А потом мы пошли домой. Настроение — хуже некуда. Последний день промелькнул в дурацкой беготне за старым разложившимся мертвецом, с которым так и не случилось ничего интересного. Господин учитель сделались необыкновенно задумчивы и мрачны, на мои вопросы только отмахивались. До казни одна ночь. Когда я об этом напомнила, учитель рассвирепел окончательно, пообещал превратить в муху и отдать на растерзание почтенному крестоносцу, обитавшему в сенях у Арины Родионовны.

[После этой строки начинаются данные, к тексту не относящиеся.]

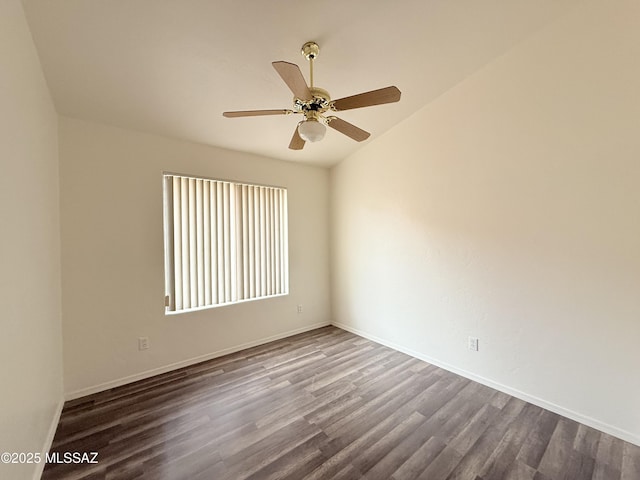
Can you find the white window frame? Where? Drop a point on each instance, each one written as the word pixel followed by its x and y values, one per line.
pixel 225 242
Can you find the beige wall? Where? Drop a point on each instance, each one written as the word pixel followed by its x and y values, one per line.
pixel 509 210
pixel 30 336
pixel 112 255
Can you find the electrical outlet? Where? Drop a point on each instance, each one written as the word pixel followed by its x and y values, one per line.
pixel 143 343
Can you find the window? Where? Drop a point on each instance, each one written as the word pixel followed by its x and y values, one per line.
pixel 225 242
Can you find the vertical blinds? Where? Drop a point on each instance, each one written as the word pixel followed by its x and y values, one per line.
pixel 224 242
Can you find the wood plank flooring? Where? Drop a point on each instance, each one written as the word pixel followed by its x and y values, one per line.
pixel 322 405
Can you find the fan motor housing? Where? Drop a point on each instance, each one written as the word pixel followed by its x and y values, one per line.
pixel 320 103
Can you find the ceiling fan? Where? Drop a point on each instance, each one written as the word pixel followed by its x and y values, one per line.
pixel 314 103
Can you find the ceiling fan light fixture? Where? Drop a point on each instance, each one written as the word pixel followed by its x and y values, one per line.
pixel 311 130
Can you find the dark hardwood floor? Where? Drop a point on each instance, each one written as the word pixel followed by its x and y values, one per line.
pixel 327 404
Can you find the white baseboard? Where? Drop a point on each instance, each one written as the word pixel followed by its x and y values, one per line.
pixel 185 363
pixel 565 412
pixel 48 441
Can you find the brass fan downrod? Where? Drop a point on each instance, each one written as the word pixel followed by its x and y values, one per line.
pixel 310 51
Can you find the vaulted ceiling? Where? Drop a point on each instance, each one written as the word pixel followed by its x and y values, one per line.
pixel 171 67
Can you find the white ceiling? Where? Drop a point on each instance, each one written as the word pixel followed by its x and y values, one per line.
pixel 171 67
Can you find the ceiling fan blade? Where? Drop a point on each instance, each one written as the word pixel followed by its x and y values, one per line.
pixel 292 76
pixel 367 99
pixel 348 129
pixel 297 143
pixel 256 113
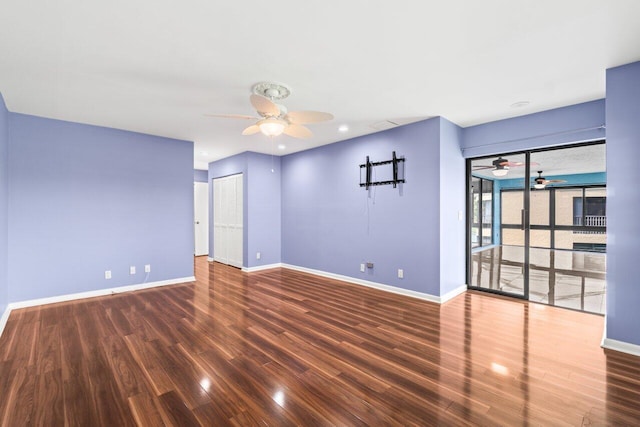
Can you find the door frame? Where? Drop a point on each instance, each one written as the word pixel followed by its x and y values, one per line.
pixel 526 212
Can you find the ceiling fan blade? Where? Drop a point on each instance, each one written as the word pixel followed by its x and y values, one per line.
pixel 518 164
pixel 305 117
pixel 264 106
pixel 233 116
pixel 298 131
pixel 251 130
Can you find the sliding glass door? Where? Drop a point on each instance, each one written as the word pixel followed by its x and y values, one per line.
pixel 498 260
pixel 537 225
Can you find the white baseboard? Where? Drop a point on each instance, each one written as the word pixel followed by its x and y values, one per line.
pixel 380 286
pixel 98 293
pixel 621 346
pixel 261 267
pixel 452 294
pixel 4 319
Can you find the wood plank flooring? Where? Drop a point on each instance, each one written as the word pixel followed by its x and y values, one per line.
pixel 286 348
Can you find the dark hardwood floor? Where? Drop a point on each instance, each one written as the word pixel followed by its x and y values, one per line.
pixel 286 348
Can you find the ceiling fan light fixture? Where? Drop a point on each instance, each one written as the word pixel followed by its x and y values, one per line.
pixel 272 126
pixel 500 171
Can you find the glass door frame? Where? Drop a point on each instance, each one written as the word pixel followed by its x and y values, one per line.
pixel 526 226
pixel 526 221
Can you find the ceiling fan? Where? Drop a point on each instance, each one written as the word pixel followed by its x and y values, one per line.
pixel 501 166
pixel 541 182
pixel 274 119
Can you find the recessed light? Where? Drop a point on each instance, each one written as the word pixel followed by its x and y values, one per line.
pixel 520 104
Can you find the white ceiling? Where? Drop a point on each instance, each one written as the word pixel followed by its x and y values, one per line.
pixel 159 66
pixel 557 162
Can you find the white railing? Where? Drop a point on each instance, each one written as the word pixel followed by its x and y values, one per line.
pixel 591 221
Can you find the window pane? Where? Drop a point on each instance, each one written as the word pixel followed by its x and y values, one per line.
pixel 568 207
pixel 595 209
pixel 475 214
pixel 540 238
pixel 540 207
pixel 487 212
pixel 512 203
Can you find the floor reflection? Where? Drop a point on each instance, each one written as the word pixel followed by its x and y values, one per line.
pixel 562 278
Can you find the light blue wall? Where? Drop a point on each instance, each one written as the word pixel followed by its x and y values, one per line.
pixel 575 179
pixel 623 203
pixel 333 225
pixel 4 209
pixel 199 175
pixel 85 199
pixel 261 202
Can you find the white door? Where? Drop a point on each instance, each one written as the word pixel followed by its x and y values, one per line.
pixel 227 220
pixel 201 217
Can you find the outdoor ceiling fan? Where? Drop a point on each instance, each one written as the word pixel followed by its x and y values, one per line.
pixel 274 119
pixel 501 166
pixel 540 182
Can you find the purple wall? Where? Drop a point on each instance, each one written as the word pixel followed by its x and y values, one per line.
pixel 4 196
pixel 200 175
pixel 452 208
pixel 85 199
pixel 263 210
pixel 623 203
pixel 261 201
pixel 333 225
pixel 580 122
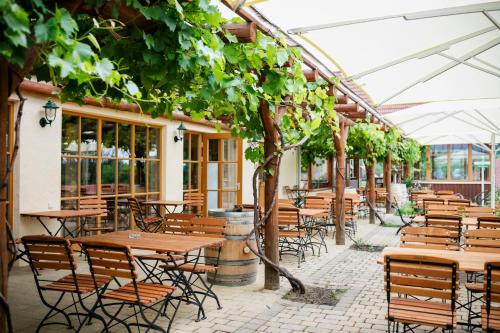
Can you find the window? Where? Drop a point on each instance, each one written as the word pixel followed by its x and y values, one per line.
pixel 192 162
pixel 459 161
pixel 480 163
pixel 439 161
pixel 109 160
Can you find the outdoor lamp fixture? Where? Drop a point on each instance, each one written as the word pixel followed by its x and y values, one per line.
pixel 50 113
pixel 180 132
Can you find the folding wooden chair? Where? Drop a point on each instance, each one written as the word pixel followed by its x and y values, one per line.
pixel 90 224
pixel 203 227
pixel 490 312
pixel 489 222
pixel 197 203
pixel 453 223
pixel 46 254
pixel 428 238
pixel 146 224
pixel 479 211
pixel 292 234
pixel 426 290
pixel 116 261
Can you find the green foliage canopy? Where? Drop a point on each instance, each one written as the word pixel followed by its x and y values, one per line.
pixel 366 141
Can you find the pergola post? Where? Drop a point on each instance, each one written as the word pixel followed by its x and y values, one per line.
pixel 387 181
pixel 493 171
pixel 271 144
pixel 370 182
pixel 339 141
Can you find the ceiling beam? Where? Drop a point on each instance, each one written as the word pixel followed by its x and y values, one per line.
pixel 479 68
pixel 476 8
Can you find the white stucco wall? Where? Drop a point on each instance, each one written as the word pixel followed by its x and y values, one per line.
pixel 37 172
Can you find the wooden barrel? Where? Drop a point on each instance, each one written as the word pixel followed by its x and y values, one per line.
pixel 237 264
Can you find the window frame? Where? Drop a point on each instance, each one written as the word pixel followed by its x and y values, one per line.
pixel 147 195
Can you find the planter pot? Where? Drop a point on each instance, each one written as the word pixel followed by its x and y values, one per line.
pixel 237 263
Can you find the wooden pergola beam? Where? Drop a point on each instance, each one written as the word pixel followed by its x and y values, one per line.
pixel 244 32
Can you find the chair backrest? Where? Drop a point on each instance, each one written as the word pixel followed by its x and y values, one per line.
pixel 449 222
pixel 459 202
pixel 421 276
pixel 479 211
pixel 428 238
pixel 137 213
pixel 288 217
pixel 432 201
pixel 110 259
pixel 318 203
pixel 177 223
pixel 491 288
pixel 208 226
pixel 285 203
pixel 444 192
pixel 442 209
pixel 482 240
pixel 48 252
pixel 490 222
pixel 197 201
pixel 94 204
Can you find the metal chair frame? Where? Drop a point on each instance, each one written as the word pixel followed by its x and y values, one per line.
pixel 59 247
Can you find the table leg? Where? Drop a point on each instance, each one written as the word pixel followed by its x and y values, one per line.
pixel 43 224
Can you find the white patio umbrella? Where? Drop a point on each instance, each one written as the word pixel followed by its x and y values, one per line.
pixel 473 121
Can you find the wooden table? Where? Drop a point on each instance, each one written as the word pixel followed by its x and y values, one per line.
pixel 467 260
pixel 154 241
pixel 62 217
pixel 165 243
pixel 312 212
pixel 466 221
pixel 166 204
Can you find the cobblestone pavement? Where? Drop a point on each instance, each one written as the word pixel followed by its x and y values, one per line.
pixel 246 309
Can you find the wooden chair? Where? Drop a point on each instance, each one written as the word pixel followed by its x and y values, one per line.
pixel 443 210
pixel 490 222
pixel 448 222
pixel 47 254
pixel 113 260
pixel 197 203
pixel 431 201
pixel 478 211
pixel 445 192
pixel 292 235
pixel 490 312
pixel 203 227
pixel 350 215
pixel 285 203
pixel 428 238
pixel 106 223
pixel 146 224
pixel 459 202
pixel 426 291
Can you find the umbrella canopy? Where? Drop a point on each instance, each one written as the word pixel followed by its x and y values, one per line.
pixel 399 51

Плавали, знаем… В первый раз что-ли? Но я всё-таки решила немножко помолчать. Поберечь нервы наставника.

Пришедши домой, Лумумба бросил сапоги, шляпу и плащ в дальний угол и спросил чаю. Кот робко намекнул, что неплохо бы повечерять — он как раз пирогов напек, с вязигой и грибами… Базиль отмахнулся. Всё, что нужно — это пять стаканов крепкого черного чаю и кусковой сахар. Вприкуску. И не мешать: не дышать, не пукать, и вообще не отсвечивать. Ему, бване, подумать надо.

Я обиделась. В конце концов! Без меня он бы этого мертвяка ни в жисть не отыскал, и вообще до сих пор бы в бане сидел, пьяный и несчастный… Но кто оценит? Кто, ласково погладив по голове, подарит вкусный медовый пряник? Кто похвалит за неоценимую помощь в расследовании и скажет, что я — единственный лучик света в темном царстве… Никто. Ноль внимания, фунт презрения. А Ваньки всё нет… Даже ворона куда-то подевалась.

С горя я решила перебрать и привести в порядок свой арсенал: руки заняты — и голове легче. Но Лумумба, каким-то седьмым чувством учуяв мою осторожную возню, схватил за ухо и приказал убираться с глаз долой. Я, надувшись, потащилась в сени.

И тут мне в голову пришла гениальная мысль: а чего это я буду тут сидеть сложа руки, с пауком в гляделки играть? Ваньки нет, наставник пьет, и от того, что он пьет чай, общий смысл не меняется: Ольгу спасать никто не намерен. Нет, видите ли, доказательств. Ну и что? Вот возьму, и спасу её сама. Уж тогда-то они поймут, тогда оценят! И пусть им потом будет стыдно…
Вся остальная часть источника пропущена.